Le maire de la municipalité métropolitaine d'Ankara, Mansur Yavaş, avait démenti ces allégations après leur apparition, déclarant : « Certaines allégations ont été lancées. La manière dont ces allégations ont été révélées est également très étrange. Des personnes au sein de la municipalité ont divulgué des informations inexactes à des fins précises. »

Par ailleurs, Yavaş avait annoncé qu'un total de 4,5 millions de TL avait été versé à Gündeş et à son équipe.

Le président et président du parti AKP, Recep Tayyip Erdoğan, a répondu aux questions des journalistes dans l'avion lors de son retour de visites en Arabie saoudite et en Azerbaïdjan.

IL A DE NOUVEAU ÉVOQUÉ LES « DÉCHETS, LA BOUE ET LES NIDS-DE-POULE »

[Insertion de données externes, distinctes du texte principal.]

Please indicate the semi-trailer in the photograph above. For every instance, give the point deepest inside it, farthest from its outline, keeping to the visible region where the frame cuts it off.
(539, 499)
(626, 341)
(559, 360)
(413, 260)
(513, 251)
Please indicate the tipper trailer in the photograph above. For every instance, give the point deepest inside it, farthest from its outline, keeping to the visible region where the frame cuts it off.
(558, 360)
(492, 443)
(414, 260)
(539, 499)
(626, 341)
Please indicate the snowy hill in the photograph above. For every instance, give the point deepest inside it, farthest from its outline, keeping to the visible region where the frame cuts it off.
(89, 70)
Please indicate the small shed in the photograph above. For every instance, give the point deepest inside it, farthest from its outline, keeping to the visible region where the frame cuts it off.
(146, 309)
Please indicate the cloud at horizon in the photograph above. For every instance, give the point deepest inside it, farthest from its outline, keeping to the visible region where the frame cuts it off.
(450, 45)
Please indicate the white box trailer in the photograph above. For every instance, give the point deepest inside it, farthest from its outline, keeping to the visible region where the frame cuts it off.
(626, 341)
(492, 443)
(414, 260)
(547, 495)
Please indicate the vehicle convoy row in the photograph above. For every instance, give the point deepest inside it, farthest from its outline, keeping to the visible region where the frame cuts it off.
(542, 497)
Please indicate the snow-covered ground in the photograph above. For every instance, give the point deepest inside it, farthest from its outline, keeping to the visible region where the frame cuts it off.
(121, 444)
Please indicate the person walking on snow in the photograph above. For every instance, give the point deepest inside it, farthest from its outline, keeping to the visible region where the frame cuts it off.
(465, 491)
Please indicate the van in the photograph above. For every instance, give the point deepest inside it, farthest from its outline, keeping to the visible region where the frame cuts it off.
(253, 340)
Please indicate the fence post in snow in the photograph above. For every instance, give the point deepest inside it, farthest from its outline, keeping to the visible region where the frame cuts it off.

Dans l'avion, à la question des journalistes : « Le concept de gestion municipale axée sur les concerts s'est généralisé en Turquie. Les concerts organisés par les municipalités métropolitaines d'Ankara et d'Istanbul avec des chiffres astronomiques font l'objet de débats. Quel est votre avis à ce sujet ? Des mesures peuvent-elles être prises ? », Erdoğan a répondu comme suit :

J'ai moi-même été maire. Mais je n'ai pas pratiqué une gestion municipale axée sur les concerts. Que devez-vous faire ? Il s'agit d'équiper Istanbul de toutes parts avec les moyens dont vous disposez. Équiper les infrastructures, équiper les superstructures. Notez bien que sous mon mandat de maire, les déchets, les nids-de-poule et la boue ont été éliminés à Istanbul. Aujourd'hui, la situation est catastrophique. Istanbul est ainsi, Ankara est ainsi, Izmir est ainsi, toutes sont ainsi. Nous lançons un appel à nos citoyens. Nous disons : ne tombons pas dans le même piège et marchons vers l'avenir avec des pas assurés. La nation a voté pour que ces maires servent leurs villes, mais ce qu'ils comprennent par service ne dépasse pas l'organisation de divertissements. Il apparaît de plus en plus clairement que ces divertissements ne sont pas organisés pour la nation, mais pour le gain financier de certains. Nous souhaitons que les administrations locales, quel que soit le parti dont elles sont issues, répondent aux besoins de la nation et nous soutenons ceux qui se donnent cet objectif. Cependant, l'état des villes est évident. La nation ne sait plus quoi faire face à l'absence de services. Et quand, en plus, on découvre les millions versés à certains sous couvert de concerts, c'est le citoyen qui en fait les frais. Tout comme nous nous sommes opposés au transfert des ressources publiques vers le terrorisme et les organisations terroristes, nous nous opposons bien sûr au transfert de ces ressources vers des proches. Que chacun justifie ses dépenses par la redevabilité. Nous demanderons des comptes devant la justice à ceux qui utilisent les biens publics de manière inconsidérée et qui les transforment en capital pour leurs proches.